In our squad, our older tech (3-5 years old) is primarily node deployed with chef to our own datacentre. Our apps are backed by MySQL and AMQP. Our frontends are largely in React.
In a recently developed service, we have adopted the new SBG stack of Kotlin, Kubernetes, and Kafka – with a React frontend using GraphQL through Apollo for streaming data and state management. Whilst the other services we own are also robust and highly available, the introduction of Kafka and Kubernetes brought our HA capabilities to a new level.
What does a typical day in your squad look like?
We start off the day with stand-up meetings. We either review our task board or quickly go around the room each talking about what we’ve done in the past day and what we’re going to do today. The daily check-in keeps everyone aligned on our squad goals and is a key part of our effective delivery.

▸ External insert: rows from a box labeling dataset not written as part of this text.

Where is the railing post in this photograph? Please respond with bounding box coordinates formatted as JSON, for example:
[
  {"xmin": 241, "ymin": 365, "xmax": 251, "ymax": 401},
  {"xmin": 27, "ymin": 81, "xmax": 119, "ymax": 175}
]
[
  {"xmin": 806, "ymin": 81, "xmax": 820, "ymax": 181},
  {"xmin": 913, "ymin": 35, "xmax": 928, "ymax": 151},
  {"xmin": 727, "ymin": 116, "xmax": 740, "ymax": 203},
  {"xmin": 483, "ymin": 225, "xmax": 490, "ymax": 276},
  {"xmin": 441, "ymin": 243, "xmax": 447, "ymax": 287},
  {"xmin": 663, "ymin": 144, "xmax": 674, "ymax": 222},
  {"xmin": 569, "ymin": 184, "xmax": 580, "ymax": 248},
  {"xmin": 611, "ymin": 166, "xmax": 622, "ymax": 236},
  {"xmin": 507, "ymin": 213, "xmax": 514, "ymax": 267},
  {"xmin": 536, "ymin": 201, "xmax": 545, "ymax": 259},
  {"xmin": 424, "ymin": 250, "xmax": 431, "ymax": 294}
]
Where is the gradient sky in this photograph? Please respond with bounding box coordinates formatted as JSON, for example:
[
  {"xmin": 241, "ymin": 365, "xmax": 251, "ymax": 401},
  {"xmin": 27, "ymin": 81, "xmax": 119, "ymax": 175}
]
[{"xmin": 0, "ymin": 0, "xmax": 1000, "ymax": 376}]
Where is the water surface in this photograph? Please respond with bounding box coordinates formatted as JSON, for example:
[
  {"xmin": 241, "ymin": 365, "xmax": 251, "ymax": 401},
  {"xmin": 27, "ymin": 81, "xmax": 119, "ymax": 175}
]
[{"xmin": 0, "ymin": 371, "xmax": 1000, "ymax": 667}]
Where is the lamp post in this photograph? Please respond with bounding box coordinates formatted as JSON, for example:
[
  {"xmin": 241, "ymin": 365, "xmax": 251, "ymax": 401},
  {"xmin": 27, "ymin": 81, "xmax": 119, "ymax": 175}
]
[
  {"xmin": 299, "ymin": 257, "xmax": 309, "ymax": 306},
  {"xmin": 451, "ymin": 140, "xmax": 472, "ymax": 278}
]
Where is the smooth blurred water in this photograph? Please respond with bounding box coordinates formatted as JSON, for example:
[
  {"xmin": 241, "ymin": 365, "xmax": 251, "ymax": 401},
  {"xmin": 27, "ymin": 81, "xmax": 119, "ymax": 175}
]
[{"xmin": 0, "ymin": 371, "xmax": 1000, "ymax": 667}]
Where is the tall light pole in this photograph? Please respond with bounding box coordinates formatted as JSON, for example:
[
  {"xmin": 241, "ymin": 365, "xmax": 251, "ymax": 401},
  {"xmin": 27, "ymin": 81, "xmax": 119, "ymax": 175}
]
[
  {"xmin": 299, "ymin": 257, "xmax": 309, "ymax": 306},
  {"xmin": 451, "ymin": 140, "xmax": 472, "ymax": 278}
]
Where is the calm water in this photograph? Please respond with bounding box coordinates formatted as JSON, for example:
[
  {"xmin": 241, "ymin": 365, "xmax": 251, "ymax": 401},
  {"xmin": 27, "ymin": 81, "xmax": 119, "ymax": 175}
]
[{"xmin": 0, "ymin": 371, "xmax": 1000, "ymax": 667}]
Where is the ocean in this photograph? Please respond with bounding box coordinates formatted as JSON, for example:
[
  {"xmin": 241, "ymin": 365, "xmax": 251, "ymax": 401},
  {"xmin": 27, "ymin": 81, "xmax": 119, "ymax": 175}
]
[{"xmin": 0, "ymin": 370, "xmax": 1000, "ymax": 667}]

After we all top up on water, tea, or coffee, work begins. At SBG, we take ownership of the entire process of getting to live. This means you’re not just coding day in day out. One day you might be picking up a new feature and coding it up. The next could be spent talking through your code in code review. You may need to put in some additional work to ensure your code is covered by tests, so you may be working on testing strategies. Finally, you may be deploying what you’ve created through environments up to live.
The varied responsibility keeps every day fun and engaging – you’re not just focused on pumping out code. You’re thinking about how your code is going to be supported – tested, deployed, kept stable and managed in service. At the start of a new project, you may also be heavily involved in architecting the project. There are expert architects at SBG, but they live next to the squads in a supporting role rather than far away dictating decisions. This gives every engineer a more intimate understanding of the systems they will be developing by taking ownership of the systems architecture.
What has been your proudest moment at SBG?
I introduced GraphQL to our squad, proposed it as a fundamental part of a new service, and saw that service through to live and into service.